20. BÖLÜM

5.6K 357 124
                                    

Merhabaa?

Biliyorum bölüm gecikti. Özür dilerim.

Keyifli okumalarr.....

~Hayat sizin için mücadele etmeye değer Leydim. ~


Bir yandan kahvemi yudumlayıp diğer yandan da kargo paketlerimi açıyordum. Açarken kendime sövmeyi es geçmiyordum tabiki de. Hayır yani hangi akılla kargoları biriktirmiştim onu düşünüyordum.
Resmen bildiğiniz kendi kendime Çin işkencesi uyguluyordum burada.
Oflaya puflaya diğer kargoyu elime alıp ambalajını açarak içindeki kartonu çıkardım. Kartonun üzerindeki resimden anladığım kadarıyla sipariş ettiğim kupalardan biriydi. Kahve sever - seven değil- biri olarak kupalar benim için çok önemliydi. Nasıl ki makarnanın şekli makarnaya tat veriyorsa kupada aynı şekilde kahveye tat veriyordu.

Kartonu dikkatlice incelediğimde bu Eymen için yaptırdığım özel tasarım kupaydı. Ohm bence çok beğenecekti. Kartonun kapağını açıp kupanın zarar görüp görmediğine baktım kupa kesinlikle benden daha sağlamdı.
Dikkatlice kupayı takradan kartonun içine yerleştirdikten sonra kutuyu güvenli bir yere bıraktım.

Başka bir kargoyu elime alıp kartonu inceldim. Sanırım bunlarda kitaplarımdan bazılarıydı. Tek korkum kitapların hasarlı gelmiş olmasıydı. Eğer birşey olursa kargoyu geri teslim edemezdim. Bu yüzden tüm kargoları açarken bir yandan da korkuyordum.
Kartonu açıp içindeki kitapları dikkatli bir şekilde inceledim.
Vay be. Kitapları baloncuklarla sarmışlardı. Tabi kitaplar o kadar pahalı olunca öyle yapmaları gayet normaldi.
Kitaplar deyince.. Aklıma Eymen'in kitaplığı gelmişti. Oflaya puflaya ayağa kalkıp kartondan çıkardığım kitapları kucağıma alıp kitaplığıma yöneldim. Sırasıyla kitapları yerlerine yerleştirip tekrardan eski yerime oturdum.
Kartonun içindeki hediyeleri çıkarıp diğer hediyelerin yanına koydum. Şu dünyada kargonun yanına gelen yediyeyi sevmeyen kimse varmı cidden?

Şimdiden hediyelerden oluşan küçük bir tepeceik olmuştu bile.
Başka bir kargoyu daha alıp açtım.
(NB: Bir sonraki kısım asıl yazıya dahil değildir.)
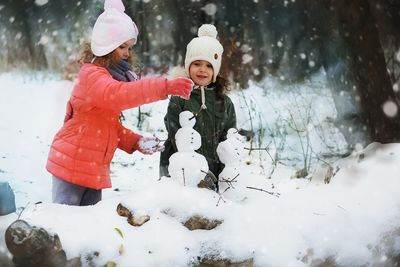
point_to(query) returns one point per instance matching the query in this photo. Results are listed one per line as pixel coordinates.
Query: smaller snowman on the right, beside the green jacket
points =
(230, 153)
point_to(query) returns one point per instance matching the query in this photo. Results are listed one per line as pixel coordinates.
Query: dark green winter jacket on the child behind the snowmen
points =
(212, 123)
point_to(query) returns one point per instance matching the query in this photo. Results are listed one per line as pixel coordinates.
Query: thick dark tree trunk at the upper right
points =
(368, 66)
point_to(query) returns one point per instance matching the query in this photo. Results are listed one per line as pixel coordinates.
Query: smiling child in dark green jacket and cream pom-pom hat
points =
(214, 110)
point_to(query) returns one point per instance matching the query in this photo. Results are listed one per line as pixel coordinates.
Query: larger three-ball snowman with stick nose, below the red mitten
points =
(187, 166)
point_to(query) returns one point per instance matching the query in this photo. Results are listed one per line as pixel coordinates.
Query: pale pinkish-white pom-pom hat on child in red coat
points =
(112, 28)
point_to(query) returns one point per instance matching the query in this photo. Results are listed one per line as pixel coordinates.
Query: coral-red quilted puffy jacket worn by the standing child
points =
(82, 150)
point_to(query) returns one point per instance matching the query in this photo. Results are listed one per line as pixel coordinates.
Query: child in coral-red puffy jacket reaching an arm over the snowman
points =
(81, 152)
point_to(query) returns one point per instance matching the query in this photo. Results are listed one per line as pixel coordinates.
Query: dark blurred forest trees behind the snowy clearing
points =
(356, 44)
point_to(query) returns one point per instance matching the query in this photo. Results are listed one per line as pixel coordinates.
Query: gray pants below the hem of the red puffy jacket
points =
(71, 194)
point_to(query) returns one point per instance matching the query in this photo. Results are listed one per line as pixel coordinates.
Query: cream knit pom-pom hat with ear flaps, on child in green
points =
(205, 47)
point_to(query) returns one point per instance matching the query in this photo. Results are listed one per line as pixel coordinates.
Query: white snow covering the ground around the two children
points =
(304, 220)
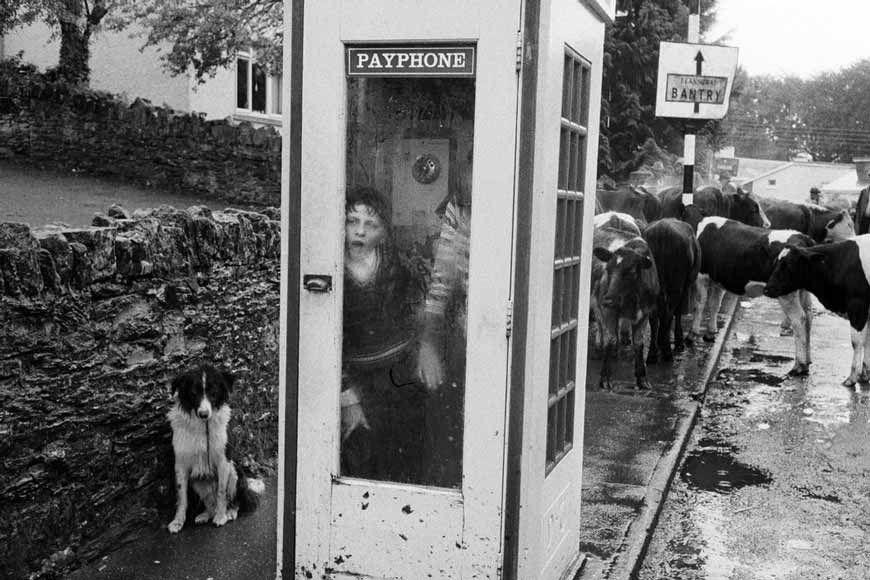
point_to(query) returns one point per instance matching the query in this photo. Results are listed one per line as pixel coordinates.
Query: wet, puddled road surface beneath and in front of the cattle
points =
(776, 480)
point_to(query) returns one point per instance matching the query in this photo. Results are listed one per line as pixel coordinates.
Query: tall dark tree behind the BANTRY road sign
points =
(631, 50)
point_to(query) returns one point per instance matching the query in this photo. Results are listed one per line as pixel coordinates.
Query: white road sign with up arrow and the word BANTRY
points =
(694, 80)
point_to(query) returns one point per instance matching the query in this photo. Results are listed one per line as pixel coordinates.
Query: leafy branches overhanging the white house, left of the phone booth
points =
(206, 36)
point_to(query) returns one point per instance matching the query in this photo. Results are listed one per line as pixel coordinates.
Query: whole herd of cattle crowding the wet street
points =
(657, 258)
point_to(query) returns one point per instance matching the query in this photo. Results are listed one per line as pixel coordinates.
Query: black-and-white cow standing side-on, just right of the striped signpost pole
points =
(733, 257)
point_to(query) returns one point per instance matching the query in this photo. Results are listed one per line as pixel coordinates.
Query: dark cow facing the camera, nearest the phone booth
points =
(624, 292)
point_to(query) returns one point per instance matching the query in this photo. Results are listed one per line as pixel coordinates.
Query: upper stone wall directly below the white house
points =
(50, 124)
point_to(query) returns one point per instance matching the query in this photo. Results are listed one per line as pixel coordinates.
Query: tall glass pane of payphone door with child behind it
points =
(408, 210)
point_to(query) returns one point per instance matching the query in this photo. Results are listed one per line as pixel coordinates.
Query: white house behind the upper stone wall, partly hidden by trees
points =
(243, 92)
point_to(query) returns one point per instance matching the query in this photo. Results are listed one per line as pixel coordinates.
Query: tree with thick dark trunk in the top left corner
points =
(74, 21)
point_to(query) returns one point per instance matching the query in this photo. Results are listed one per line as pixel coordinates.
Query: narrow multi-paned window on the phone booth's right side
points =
(564, 325)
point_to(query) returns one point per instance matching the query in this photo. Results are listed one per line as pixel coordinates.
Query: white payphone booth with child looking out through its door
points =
(441, 165)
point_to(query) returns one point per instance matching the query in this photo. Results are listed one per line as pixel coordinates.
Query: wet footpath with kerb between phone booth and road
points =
(632, 444)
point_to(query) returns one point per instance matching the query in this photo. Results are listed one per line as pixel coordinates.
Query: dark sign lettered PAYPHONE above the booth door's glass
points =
(410, 61)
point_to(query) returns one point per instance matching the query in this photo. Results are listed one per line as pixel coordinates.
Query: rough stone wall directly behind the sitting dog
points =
(94, 323)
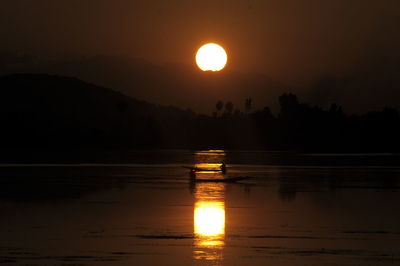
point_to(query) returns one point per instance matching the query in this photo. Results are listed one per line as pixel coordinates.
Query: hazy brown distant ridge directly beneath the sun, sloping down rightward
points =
(173, 84)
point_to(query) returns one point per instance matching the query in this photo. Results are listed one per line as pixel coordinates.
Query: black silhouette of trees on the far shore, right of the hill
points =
(302, 127)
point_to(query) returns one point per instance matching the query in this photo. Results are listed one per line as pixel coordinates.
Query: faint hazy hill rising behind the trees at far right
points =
(372, 85)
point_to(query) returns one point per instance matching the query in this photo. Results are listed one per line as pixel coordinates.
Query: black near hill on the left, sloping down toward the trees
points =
(40, 110)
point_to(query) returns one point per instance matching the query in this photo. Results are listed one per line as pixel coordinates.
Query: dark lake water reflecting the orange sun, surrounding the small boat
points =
(141, 208)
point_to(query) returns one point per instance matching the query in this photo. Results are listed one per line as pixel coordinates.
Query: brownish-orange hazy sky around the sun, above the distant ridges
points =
(291, 40)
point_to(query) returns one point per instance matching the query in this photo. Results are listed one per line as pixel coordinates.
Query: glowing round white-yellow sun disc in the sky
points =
(211, 57)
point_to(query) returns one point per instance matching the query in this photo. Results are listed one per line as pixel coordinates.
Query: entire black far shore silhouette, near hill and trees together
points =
(41, 111)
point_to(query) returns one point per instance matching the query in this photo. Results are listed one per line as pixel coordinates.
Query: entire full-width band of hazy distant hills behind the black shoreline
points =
(370, 87)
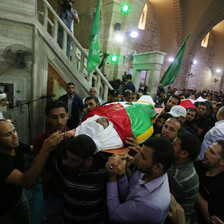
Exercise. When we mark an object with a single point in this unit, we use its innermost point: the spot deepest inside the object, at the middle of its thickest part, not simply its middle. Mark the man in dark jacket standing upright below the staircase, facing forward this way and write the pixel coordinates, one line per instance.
(74, 104)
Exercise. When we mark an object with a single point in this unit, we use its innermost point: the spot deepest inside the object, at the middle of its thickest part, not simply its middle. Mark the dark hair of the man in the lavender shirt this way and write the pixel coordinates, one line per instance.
(162, 151)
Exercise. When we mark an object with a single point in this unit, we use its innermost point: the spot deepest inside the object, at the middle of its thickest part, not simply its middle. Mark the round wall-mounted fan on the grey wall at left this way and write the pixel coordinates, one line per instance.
(17, 56)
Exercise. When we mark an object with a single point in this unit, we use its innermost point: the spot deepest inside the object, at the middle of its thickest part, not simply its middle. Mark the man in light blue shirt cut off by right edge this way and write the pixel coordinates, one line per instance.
(214, 134)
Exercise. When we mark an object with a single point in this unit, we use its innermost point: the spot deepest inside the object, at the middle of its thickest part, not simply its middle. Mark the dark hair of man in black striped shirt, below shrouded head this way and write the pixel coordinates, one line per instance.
(82, 146)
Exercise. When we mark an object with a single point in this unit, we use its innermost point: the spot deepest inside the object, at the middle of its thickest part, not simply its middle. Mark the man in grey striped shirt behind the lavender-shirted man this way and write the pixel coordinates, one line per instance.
(183, 179)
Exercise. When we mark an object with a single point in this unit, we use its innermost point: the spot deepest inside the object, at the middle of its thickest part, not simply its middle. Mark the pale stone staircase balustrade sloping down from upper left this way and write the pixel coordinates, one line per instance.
(47, 23)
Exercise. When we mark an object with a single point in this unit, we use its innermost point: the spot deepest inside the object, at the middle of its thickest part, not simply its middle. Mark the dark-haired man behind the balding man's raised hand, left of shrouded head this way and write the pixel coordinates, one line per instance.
(57, 116)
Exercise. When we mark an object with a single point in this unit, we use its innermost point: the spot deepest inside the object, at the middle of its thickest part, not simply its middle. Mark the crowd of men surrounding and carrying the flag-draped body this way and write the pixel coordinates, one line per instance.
(175, 176)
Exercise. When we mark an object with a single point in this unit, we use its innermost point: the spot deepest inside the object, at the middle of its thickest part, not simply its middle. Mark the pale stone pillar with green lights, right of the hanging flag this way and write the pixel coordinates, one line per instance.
(112, 14)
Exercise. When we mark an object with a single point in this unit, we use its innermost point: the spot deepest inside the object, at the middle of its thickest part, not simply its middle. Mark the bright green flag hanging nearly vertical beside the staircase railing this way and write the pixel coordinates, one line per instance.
(94, 49)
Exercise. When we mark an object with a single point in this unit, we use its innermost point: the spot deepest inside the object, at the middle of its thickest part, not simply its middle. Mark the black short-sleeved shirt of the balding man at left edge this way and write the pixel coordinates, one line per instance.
(10, 194)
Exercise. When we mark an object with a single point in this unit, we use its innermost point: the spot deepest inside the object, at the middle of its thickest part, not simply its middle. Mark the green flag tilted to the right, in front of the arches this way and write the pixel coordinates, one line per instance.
(174, 68)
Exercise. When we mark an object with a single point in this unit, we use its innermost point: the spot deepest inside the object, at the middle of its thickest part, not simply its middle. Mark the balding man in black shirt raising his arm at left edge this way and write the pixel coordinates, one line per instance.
(14, 206)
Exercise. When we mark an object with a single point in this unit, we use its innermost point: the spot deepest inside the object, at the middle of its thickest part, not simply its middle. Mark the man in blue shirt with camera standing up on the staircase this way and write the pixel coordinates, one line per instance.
(68, 15)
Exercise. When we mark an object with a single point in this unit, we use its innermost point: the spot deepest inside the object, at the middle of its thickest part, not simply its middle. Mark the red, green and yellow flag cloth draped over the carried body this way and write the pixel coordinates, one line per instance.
(128, 118)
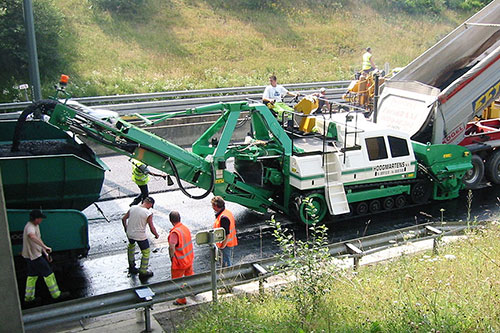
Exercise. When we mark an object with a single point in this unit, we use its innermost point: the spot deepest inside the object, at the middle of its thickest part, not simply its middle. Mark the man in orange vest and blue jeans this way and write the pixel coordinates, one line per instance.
(225, 219)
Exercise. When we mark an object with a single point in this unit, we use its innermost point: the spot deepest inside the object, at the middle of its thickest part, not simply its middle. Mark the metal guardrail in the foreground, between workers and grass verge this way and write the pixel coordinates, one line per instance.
(75, 310)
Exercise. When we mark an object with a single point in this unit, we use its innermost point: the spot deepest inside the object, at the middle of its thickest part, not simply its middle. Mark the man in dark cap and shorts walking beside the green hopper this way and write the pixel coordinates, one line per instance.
(37, 257)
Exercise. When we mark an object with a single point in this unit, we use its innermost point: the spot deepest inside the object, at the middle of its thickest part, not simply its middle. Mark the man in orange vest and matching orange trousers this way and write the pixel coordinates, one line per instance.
(180, 248)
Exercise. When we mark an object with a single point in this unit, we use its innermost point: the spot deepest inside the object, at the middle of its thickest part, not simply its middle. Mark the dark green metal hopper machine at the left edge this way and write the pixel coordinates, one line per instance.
(55, 173)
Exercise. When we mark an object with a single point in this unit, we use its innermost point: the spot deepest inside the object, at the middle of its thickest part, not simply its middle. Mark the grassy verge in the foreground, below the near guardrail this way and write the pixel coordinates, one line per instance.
(456, 291)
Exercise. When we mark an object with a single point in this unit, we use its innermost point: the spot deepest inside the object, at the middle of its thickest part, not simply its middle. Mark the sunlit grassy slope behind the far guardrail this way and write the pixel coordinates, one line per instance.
(192, 44)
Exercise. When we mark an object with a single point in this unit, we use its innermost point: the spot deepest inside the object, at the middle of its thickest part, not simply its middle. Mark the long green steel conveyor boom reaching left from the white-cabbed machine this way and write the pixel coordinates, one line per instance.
(205, 166)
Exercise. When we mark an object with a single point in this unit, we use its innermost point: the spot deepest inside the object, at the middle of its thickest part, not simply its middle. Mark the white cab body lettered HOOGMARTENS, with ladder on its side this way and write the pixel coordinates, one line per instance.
(355, 151)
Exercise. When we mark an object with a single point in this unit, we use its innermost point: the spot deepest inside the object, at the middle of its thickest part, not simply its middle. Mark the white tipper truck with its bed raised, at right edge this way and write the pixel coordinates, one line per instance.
(436, 97)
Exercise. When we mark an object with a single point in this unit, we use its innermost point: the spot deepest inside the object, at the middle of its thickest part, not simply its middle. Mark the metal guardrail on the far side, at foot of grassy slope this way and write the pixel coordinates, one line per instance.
(205, 96)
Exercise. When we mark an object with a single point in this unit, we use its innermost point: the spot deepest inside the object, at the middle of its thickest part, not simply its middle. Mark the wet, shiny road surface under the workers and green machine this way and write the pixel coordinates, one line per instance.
(105, 269)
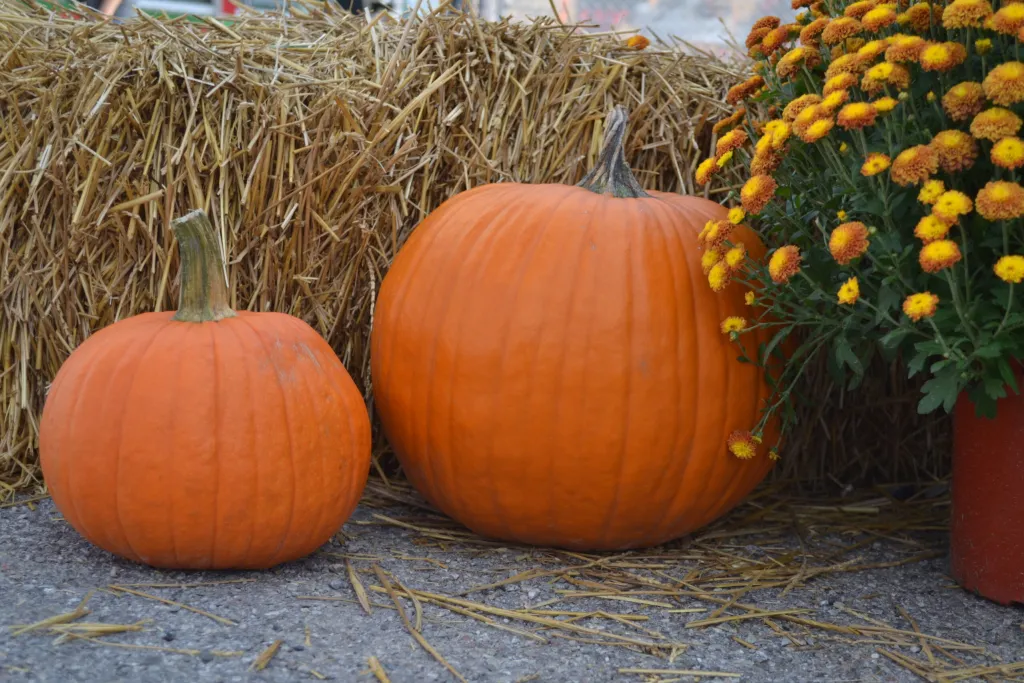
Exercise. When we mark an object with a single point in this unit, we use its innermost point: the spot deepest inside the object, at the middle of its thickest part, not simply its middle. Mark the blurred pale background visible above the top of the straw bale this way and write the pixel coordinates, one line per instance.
(706, 24)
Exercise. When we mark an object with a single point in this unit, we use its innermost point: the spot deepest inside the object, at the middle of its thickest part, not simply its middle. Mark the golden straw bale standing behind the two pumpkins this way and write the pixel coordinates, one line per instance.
(316, 143)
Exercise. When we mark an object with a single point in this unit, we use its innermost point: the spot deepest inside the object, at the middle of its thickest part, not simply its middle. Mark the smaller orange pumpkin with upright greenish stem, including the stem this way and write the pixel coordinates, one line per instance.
(205, 439)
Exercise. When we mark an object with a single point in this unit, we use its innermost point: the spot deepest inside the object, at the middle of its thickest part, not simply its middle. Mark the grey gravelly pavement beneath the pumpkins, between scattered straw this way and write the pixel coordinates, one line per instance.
(47, 570)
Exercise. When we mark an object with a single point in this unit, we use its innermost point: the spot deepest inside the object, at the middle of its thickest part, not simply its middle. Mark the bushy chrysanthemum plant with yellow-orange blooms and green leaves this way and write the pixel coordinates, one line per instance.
(882, 151)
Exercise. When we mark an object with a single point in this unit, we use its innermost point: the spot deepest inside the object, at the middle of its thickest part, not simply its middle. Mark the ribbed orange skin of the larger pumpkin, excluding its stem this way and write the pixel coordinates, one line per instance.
(549, 368)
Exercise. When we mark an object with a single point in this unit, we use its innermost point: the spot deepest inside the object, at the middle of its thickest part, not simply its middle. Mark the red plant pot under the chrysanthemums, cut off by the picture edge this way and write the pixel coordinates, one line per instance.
(988, 533)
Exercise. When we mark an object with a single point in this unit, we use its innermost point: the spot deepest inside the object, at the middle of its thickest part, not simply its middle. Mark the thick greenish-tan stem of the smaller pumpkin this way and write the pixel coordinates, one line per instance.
(204, 285)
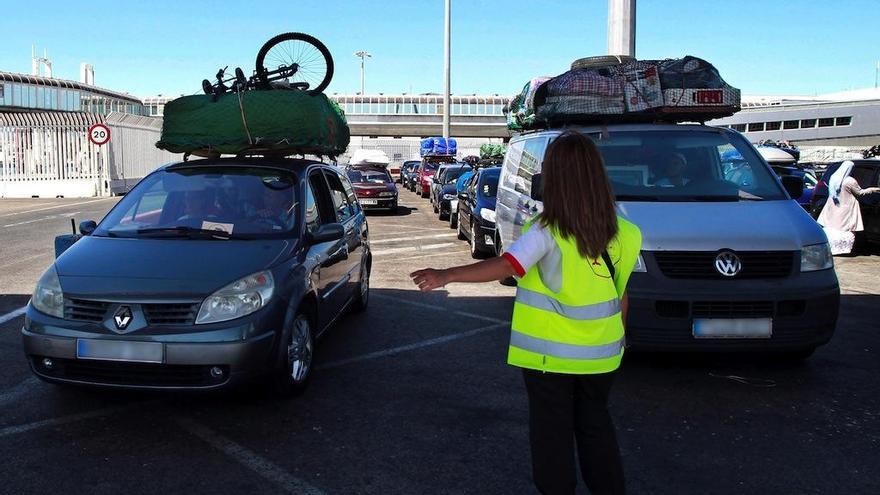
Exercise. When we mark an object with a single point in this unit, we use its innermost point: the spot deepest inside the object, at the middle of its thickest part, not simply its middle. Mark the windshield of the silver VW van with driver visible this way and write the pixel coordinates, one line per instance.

Bu da pijama takımımdı. Çalan telefonumla pijamayı yerine bırakıp yatağın üzerindeki telefonu uzanarak aldıktan aramaya cevapladım.

"Lidya? Akşam gelirken sana hangi tatlıyı getirmemi istersin?"

Levent'in sesini duymamla telefonu suratına kapattım. Tripliydim ben ona.
Depremin olduğu gün yani iki gün önce ben Eymlerin evini temizlemiş ve eve geçmiştim. Ama ne göreyim? Evde kimse yok. Bana her vermeden gitmişlerdi. İlk başta birine birşey mi oldu düşüncesiyle panik yapıp aramıştım hepsini. Ama hiçbiri yani dedem, Levent ve Kukuli aramalarıma dönmemişti. Eymen'e birşey oldu diye aklım çıkmıştı.
En sonunda biri lütfedip aramamı cevapladığında, tahmin ettiğim şey olmamıştı çok şükür. Timdekiler karargaha gitmiş benim üçlüde; Dedem, Levent, ve Kukuli ne olur ne olmaz diye hastaneye gitmişlerdi.

Telefonum gelen mesaj bildirimiyle bildirime tıkladım. Levent mesaj atmıştı.
Böyle akıllı olacaksın oğlum.

Komando Beyciğim:
Güzelim neden böyle yapıyorsun?

Tamam biz bir halt ettik ama sen yapma bari.

Siz:
Neden mi?

Haber vermeden gittiğiniz için olabilir mi?

Hemde öyle bir günde. Aklıma neler geldi haberiniz var mı?

Tabi Lidya kimin umrunda ki? Değil mi?